Mysql – Galera Cluster Setup – Primary and Secondary Site Scenario

galerahigh-availabilitymariadbmulti-masterMySQL

I'm very new to Galera Cluster and is exploring a potential setup with reasonable resiliency to node failure and network failure. Looking at the very bottom part of this documentation, the Weighted Quorum for a Primary and Secondary Site Scenario is quite promising. For ease of reading, I've extracted the setup from the document as follows:

When configuring quorum weights for primary and secondary sites, use
the following pattern:

Primary Site:
  node1: pc.weight = 2
  node2: pc.weight = 2

Secondary Site:
  node3: pc.weight = 1
  node4: pc.weight = 1

Under this pattern, some nodes are located at the primary site while
others are at the secondary site. In the event that the secondary site
goes down or if network connectivity is lost between the sites, the
nodes at the primary site remain the Primary Component.
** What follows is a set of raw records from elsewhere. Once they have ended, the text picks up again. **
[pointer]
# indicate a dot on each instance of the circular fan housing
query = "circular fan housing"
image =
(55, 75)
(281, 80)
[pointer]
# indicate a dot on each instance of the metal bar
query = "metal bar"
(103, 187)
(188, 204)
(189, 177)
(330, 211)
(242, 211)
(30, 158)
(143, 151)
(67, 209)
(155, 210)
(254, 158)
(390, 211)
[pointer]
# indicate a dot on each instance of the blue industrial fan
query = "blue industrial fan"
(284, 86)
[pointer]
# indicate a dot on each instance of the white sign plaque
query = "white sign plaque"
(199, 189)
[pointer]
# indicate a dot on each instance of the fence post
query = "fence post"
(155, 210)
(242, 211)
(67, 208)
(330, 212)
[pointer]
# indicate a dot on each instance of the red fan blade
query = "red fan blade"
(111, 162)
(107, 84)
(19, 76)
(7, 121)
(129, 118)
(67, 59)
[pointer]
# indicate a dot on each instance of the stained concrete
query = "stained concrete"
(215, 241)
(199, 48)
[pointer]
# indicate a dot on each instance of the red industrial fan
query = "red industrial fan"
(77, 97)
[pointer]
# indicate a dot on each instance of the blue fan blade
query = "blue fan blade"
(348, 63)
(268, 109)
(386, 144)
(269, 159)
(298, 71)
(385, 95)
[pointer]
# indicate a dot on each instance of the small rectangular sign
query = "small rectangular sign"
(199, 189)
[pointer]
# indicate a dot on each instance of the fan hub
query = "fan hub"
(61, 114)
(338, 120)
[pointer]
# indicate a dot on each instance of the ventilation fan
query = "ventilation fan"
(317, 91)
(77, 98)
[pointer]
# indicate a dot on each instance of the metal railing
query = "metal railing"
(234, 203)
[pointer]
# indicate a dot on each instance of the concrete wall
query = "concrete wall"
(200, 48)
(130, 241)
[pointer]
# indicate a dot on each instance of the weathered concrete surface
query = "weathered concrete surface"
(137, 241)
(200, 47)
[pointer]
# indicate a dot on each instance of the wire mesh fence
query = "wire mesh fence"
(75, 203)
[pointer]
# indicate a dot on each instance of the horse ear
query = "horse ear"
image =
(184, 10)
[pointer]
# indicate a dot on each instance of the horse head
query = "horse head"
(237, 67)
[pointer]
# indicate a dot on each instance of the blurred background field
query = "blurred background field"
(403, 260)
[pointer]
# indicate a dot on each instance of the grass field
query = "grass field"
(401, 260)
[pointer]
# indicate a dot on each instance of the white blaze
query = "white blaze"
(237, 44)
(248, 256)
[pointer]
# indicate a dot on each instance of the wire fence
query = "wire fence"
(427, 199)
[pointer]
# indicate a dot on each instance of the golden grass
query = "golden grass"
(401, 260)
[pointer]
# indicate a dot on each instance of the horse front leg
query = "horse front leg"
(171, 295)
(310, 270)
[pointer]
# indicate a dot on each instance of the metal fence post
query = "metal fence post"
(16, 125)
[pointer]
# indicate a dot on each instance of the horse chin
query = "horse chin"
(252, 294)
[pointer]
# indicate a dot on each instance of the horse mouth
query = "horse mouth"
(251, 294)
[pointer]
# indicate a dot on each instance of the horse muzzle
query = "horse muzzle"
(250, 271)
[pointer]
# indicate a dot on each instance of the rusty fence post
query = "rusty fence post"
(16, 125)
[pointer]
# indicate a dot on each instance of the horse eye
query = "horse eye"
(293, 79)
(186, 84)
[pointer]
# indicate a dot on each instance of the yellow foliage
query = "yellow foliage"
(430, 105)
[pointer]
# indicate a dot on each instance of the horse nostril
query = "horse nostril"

Additionally,
either node1 or node2 can crash without the rest of the nodes becoming
non-primary components.

But there seems to be two drawbacks:

  1. If there are two failed nodes and one of them happened to be on the primary site, the quorum will be <= 50% and the remaining two nodes will become non-primary components.
  2. Despite pc.weight is a dynamic option that can be changed while the server is running, flipping between primary site and secondary site requires modification on all nodes, which is a bit troublesome.

So I've come up with another idea in mind – leave the weight as 1 for all nodes, and in the primary site add a Galera Arbitrator. In this case:

  • The primary site will remain the Primary Component on network issue,
    just like the original setup.
  • The cluster still functions even if two nodes failed.
  • Flipping between primary and secondary site just require a move of the Galera Arbitrator.

May I know if there's anything wrong with my idea, or if there will be any practical difficulties? Appreciate if you can share your thoughts with me.

Best Answer

"Weighting" was added late in the game, when they realized that a 2-datacenter setup was too vulnerable. (3 datacenters is resilient, and can use garbd in one of them.) The example you quote is resilient to any single server, datacenter, or network outage.

As I read the last sentence of the quote, node1 or node2 died but the other three nodes are alive and talking to each other. That is, there is a Quorum, and the system is still reliable.

However, I agree that the sentence is ambiguous -- It can be read that after the network died, node1 or node 2 died. This leaves three clumps: (node1), (node2), (node3,node4), each with a weight of 2. None should be considered "primary" because none has Quorum.

You bring up garbd, yet it is not in the example?? And where would you put it?

You should not be changing the configuration while the system is hobbled -- you should be fixing the broken components.

The main goal of is to allow a single point of failure -- a single node, the network, a data center. It would take a really large and complex system to survive two failures. For example, I think it would require 5 datacenters to survive 2 network failures.

So, focus on a single point of failure.